As I ate the oysters with their strong taste of the sea and their faint metallic taste that the cold white wine washed away, leaving only the sea taste and the succulent texture, and as I drank their cold liquid from each shell and washed it down with the crisp taste of wine, I lost the empty feeling and began to be happy and to make plans.
For Hemingway, life goes best if, as you walk through each day, you learn to drink in the world—its sights and how it feels against your skin and what each taste offers you. This advice is the same as Ecclesiastes’ conclusion that “there is nothing better for a person under the sun than to eat and drink and be glad. Then joy will accompany them in their toil all the days of the life God has given them under the sun.”
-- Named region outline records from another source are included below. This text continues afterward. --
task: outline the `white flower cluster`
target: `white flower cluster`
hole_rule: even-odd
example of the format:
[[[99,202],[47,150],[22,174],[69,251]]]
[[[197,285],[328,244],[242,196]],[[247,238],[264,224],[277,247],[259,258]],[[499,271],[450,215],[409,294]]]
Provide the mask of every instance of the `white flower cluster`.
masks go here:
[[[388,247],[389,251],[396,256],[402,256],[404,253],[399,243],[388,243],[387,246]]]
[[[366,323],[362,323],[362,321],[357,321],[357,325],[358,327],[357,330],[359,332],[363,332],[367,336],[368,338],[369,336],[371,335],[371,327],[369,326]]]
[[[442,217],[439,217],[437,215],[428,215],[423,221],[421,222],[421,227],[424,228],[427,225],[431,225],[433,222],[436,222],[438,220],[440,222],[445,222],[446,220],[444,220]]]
2. It invites us into a world of flow.
The psychologist Mihaly Csikszentmihalyi told us that we all long for a day in which not just our work, but also our lives get caught up in a kind of flow that’s bigger than we are. Here’s a picture of young Hemingway at work:
Then I went back to writing and I entered far into the story and was lost in it. I was writing it now and it was not writing itself and I did not look up nor know anything about the time nor think where I was nor order any more rum St. James.
He gives a vivid picture of what it was like for him as a young writer to get caught up in his work—and the reader begins to realize that he’s describing an experience of being caught up in far more than just work. His writing, Paris, his wife and café life all sweep him into something bigger.
Philosophers and theologians talk about “the eternal now” and the simple-sounding power of living in the moment, which turns out to be extraordinarily hard to pull off. Hemingway describes this here as well as anyone, and it’s something memoirists have been trying to capture ever since.
3. It reminds us that flow can’t last without love.
The essay closes with a small vignette about Hadley that, as Hemingway was so renowned for doing, demonstrates without comment the kind of life and relationship he’s talking about.
Why do we read memoirs? When they hit their mark as Hemingway so profoundly does here and as Cheryl Strayed and others have been trying to do ever since, they give us a view into how one thoughtful person learns to experience their actual life—day by day, full of problems and possibilities—as a feast. Hemingway discovered this just before his own problems buried him. But he’s pointed the way for generations of gifted memoirists since and they’re trying to point the way for you and me.